4. Do you find charity shopping enjoyable – any general observations to make it easier/better?
I LOVE charity shopping, it’s honestly like my form of therapy and relaxation. I simply go and browse through rails upon rails of clothes hunting for those hidden gems and when you find one, it’s so exciting! A lot of people struggle with the way charity shops are organised but I love having a good root, it’s like digging for gold and it’s my favourite hobby!
5. What would you say to a member of the public who was unsure about
A) Shopping in charity shops in general
B) Buying presents from charity shops
I’d tell them to just give it a go, how will you ever know if you don’t try? I know I’ve converted a lot of people into popping into their local charity shops because they see the bargains I find and they want that for themselves. Once people find one good thing, they’ll catch the charity shopping bug and want more!
In regards to presents I think it’s down to people to understand that no matter where a gift comes from, if you’re giving the gift, it will always come from you.
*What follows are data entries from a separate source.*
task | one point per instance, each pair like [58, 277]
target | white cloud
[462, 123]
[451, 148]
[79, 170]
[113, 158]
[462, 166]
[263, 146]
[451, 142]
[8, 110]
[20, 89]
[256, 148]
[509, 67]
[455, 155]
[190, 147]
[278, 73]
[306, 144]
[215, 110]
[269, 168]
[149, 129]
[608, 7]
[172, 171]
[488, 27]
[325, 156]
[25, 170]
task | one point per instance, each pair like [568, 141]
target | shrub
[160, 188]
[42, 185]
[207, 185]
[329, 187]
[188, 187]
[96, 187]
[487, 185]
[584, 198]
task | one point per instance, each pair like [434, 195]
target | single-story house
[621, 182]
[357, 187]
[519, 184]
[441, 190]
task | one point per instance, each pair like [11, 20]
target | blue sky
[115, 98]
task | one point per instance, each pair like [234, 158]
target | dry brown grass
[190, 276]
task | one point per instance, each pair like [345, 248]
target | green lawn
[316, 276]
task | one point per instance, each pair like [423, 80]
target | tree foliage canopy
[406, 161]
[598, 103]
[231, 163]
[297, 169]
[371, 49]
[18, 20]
What does it really matter if someone once loved it because now the love is being passed on. I think there is a misconception around second hand being dirty, smelly or unattractive but this isn’t true at all!
6. What can our sector do to attract the sceptics?
I feel like in order to attract sceptics you have to tackle the misconceptions that people assume, such as charity shops being dirty, or full of clothes that smell. Create campaigns that entice people in to realise that actually none of these things are true. There is a growing community of charity shoppers on social media definitely leading the way but I think the organisations themselves need to utilise this community more. Use our voices to help abolish the taboos.
7. Do you think charity shops have a high enough profile as a sector? Any suggestions for what chains can do on a limited budget?
The opinion of charity shops is definitely changing, but I do feel like there is a long way to go. With regards to in-store, keep the shop visually exciting, maybe even utilise charity shop influencers to come down to their local stores and create their own capsules and windows. Utilise things you’d see in your ordinary retailers in the charity shops, just because it’s second hand doesn’t mean it has to be boring!
8. What are your three top tips for finding the best items?
- Look absolutely everywhere in the shop, every size, every section, don’t miss anything!
- Go straight to the colours and patterns that catch your eye, they usually have potential.
- Think outside the box, something might not look that appealing on the hanger but if you’re creative with it, it could be incredible!
9. Recruitment is one of the most reported issues in our sector currently. What are your thoughts about careers in charity retail and attracting, especially, shop managers?
I’ve never personally worked in a charity shop however I have volunteered a few times. From an outside view I don’t think jobs in the charity sector seem to be taken as ‘seriously’ as they associate it with volunteering. In regards to ideas maybe set up kickstart schemes to attract younger employees to start their retail careers in charity shops, or have a bigger social media presence to reach that audience.
10. Can you see a time when buying second hand will be as mainstream, or more so, than shopping for new?
I’d like to think so but it all depends on people changing their attitudes. I’ve been an avid charity shopper for around 6 years now and I’ve definitely noticed a big shift in opinions throughout that time, so it is possible. I think people need to understand that we can’t keep consuming as we are and making small changes like shopping second hand could help in the long run.